У меня сдавило холодом сердце. В каком мире живет этот человек, почему ему не хочется убежать, уехать на свою виллу на юге Франции и сделать вид, что войны — это не по его части?

Но что значит — война, какая, где?

— Да я в последние дни только и слышу о несчастном Китае и той бесконечной войне, в которой он живет вот уже сколько лет. Раньше между собой воевали генералы. Теперь готовится какое-то наступление на коммунистов. И я понимаю, что даже говорить об этом бесполезно. Никто не может и никто не хочет помогать Китаю.

— Китай? — углы рта господина Эшендена опустились вниз в его странной улыбке. — Вы, конечно, правы. Речь о Китае. Но я совсем о другой войне, она может оказаться хуже, чем нынешняя. И пострашнее, чем склоки феодалов в эффектных генеральских мундирах, разодравших было страну на части — до появления этого Чан Кайши. Кроме феодалов, видите ли, есть еще японцы — наши друзья и союзники. Мы сделали им флот, мы обучили их моряков, которые потом потопили все русские корабли. Мы были на одной стороне с ними в годы Великой войны.
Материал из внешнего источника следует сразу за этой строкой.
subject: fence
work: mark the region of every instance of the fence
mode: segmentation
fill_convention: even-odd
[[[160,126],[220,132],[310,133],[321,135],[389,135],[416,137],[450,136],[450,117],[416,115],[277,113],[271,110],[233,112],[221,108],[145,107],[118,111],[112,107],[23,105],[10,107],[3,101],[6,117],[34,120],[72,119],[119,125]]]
Мы с ними и американцами правим сегодняшним миром, другие не имеют значения. Японцев в Лондоне и сейчас считают по привычке друзьями, хотя иногда и чересчур обидчивыми и скандальными. Поэтому Реджинальд Джонстон напрасно потратил годы своей жизни на то, чтобы обучать последнего императора Китая. Один Джонстон ничего не смог против множества японцев, которые так и вьются вокруг этого отвратительного, прямо скажем, юнца с громким титулом. Лондон не поддержал бывшего наставника Пу И. Джонстон больше не в игре. Его отправили профессором туда, откуда они пришел — в Оксфорд. И вот теперь… я так и жду сообщений, что последний император пропал из своего дома в Тяньцзине и отправился в Манчжурию. Рядом с которой у японцев очень-очень немаленькая армия. Сопоставьте два этих факта — и… Скажите, Амалия, вы не задумывались, а что мы или американцы реально можем и хотим сделать против прямого, наглого захвата японцами Манчжурии? И восстановления там китайской империи, для чего юноша Пу И может очевидно пригодиться?

Я молчала и недоумевала.

— Вы не умеете думать о немыслимом? Вы не представляете, что у нас в этой части света нет ничего, что можно было бы противопоставить довольно мощному японскому флоту, немалой армии, которая уже стоит на континенте? Где наши линкоры? Их здесь нет. Сколько у нас здесь войск? Больше, чем у японцев? Вы уверены?